Aufgrund ihrer ähnlichen Funktion sollten Stablecoins vergleichbar mit elektronischem Geld behandelt werden, findet die Bundesregierung. Elektronisches Geld, auch E-Geld genannt, wiederum ist digital repräsentiertes Geld, wie es sich in kleinem Umfang beispielsweise auf sogenannten Prepaid-Karten speichern lässt. Aber auch Staaten interessieren sich für die Möglichkeit – die sich auch per Blockchain-Technologie umsetzen ließe. Chinas Zentralbank gibt bereits einen digitalen, Blockchain-basierten Yuan aus. In der Europäischen Union wird derzeit geprüft, inwieweit auch die Europäische Zentralbank einen digitalen Euro emittieren könnte.  

Die bestehende Regulierung für E-Geld ziele bereits darauf ab, dass private Geldformen nicht die währungspolitische Souveränität der Eurozone bedrohten. Das müsse auch für Stablecoins gelten, heißt es nun in der Antwort der Bundesregierung auf die FDP-Anfrage. Es sei dabei noch unklar, ob Stablecoins in das bestehende Regulierungsregime integriert und unter die Zahlungsdiensterichtlinie (PSD2) und die E-Geld-Richtlinie (EMD2) fallen sollten - oder ob für sie eigene Regeln geschaffen werden müssen. Um Stablecoins rechtlich und regulatorisch einzuordnen, würden Anstrengungen auch auf internationale Ebene unternommen. Die Regierungsvertreter verweisen auf einen noch in Abstimmung befindlichen Bericht des Financial Stability Board.

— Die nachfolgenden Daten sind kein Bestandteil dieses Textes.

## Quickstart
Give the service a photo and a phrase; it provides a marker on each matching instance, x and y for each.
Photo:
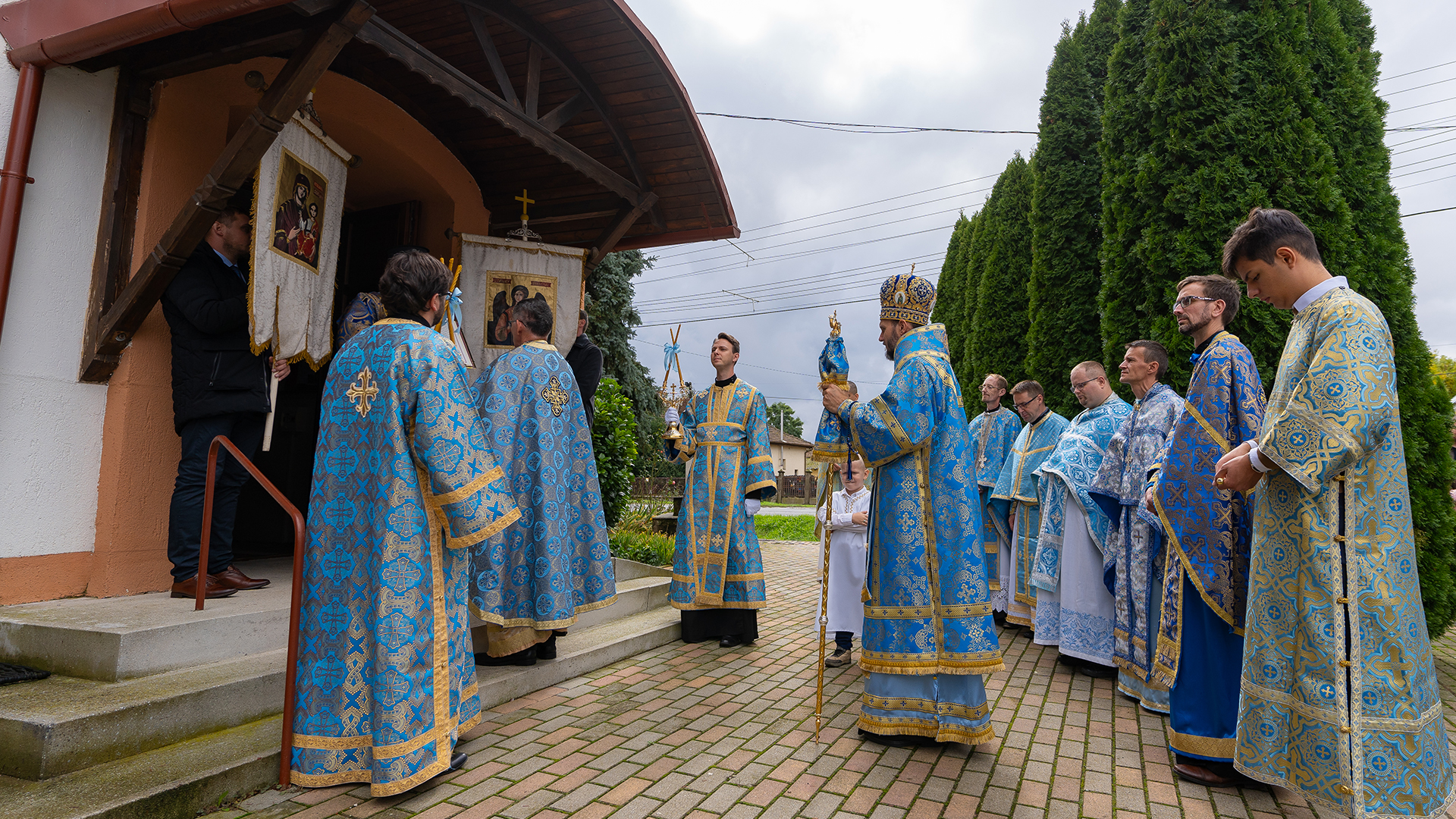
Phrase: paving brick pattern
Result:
(696, 732)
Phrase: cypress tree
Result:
(999, 341)
(1066, 231)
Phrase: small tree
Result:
(613, 438)
(789, 422)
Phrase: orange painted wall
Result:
(400, 161)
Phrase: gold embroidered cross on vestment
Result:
(363, 391)
(555, 395)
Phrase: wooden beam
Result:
(533, 80)
(563, 114)
(234, 167)
(455, 82)
(482, 36)
(626, 218)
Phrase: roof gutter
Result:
(80, 33)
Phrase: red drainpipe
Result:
(14, 175)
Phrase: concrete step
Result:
(580, 651)
(114, 639)
(61, 725)
(168, 783)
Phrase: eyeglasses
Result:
(1185, 300)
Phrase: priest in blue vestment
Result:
(1340, 698)
(992, 433)
(1075, 611)
(929, 637)
(403, 484)
(1206, 573)
(1015, 503)
(555, 563)
(717, 566)
(1136, 541)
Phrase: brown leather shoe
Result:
(231, 577)
(215, 589)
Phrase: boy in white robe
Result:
(846, 529)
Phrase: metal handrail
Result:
(286, 757)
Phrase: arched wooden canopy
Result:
(570, 99)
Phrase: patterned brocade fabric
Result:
(1072, 466)
(929, 608)
(402, 483)
(1340, 698)
(726, 447)
(555, 561)
(1207, 529)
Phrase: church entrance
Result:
(264, 529)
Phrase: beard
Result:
(1194, 325)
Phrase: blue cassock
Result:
(726, 447)
(1206, 573)
(403, 484)
(928, 618)
(555, 561)
(1069, 613)
(1136, 539)
(1015, 507)
(1340, 698)
(992, 435)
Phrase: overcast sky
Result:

Die Bundesregierung halte es zudem für wichtig, innerhalb der Europäischen Union einheitlichen Maßstäbe zu setzen, welche Krypto-Werte als Finanzinstrumente gelten sollen. In diesem Punkt wolle man Rechtssicherheit schaffen, betonen die Regierungsvertreter. Es dürfe nicht die Situation entstehen, dass sich aus einem Regulierungsgefälle zwischen traditionellen Finanzinstrumenten und Krypto-Assets ein missbräuchlicher Nutzen ziehen ließe. Die Regulierung müsse zudem so flexibel sein, dass auch Raum für technologische Neuerungen bleibe.

Bezüglich der Ausgabe elektronischer Wertpapiere verweisen die Regierungsvertreter in ihrem Schreiben auf die Beantwortung einer anderen FDP-Anfrage: Man wolle noch in der laufenden Legislaturperiode einen verbindlichen Rechtsrahmen für elektronische Wertpapiere schaffen, bekräftigt die Bundesregierung erneut.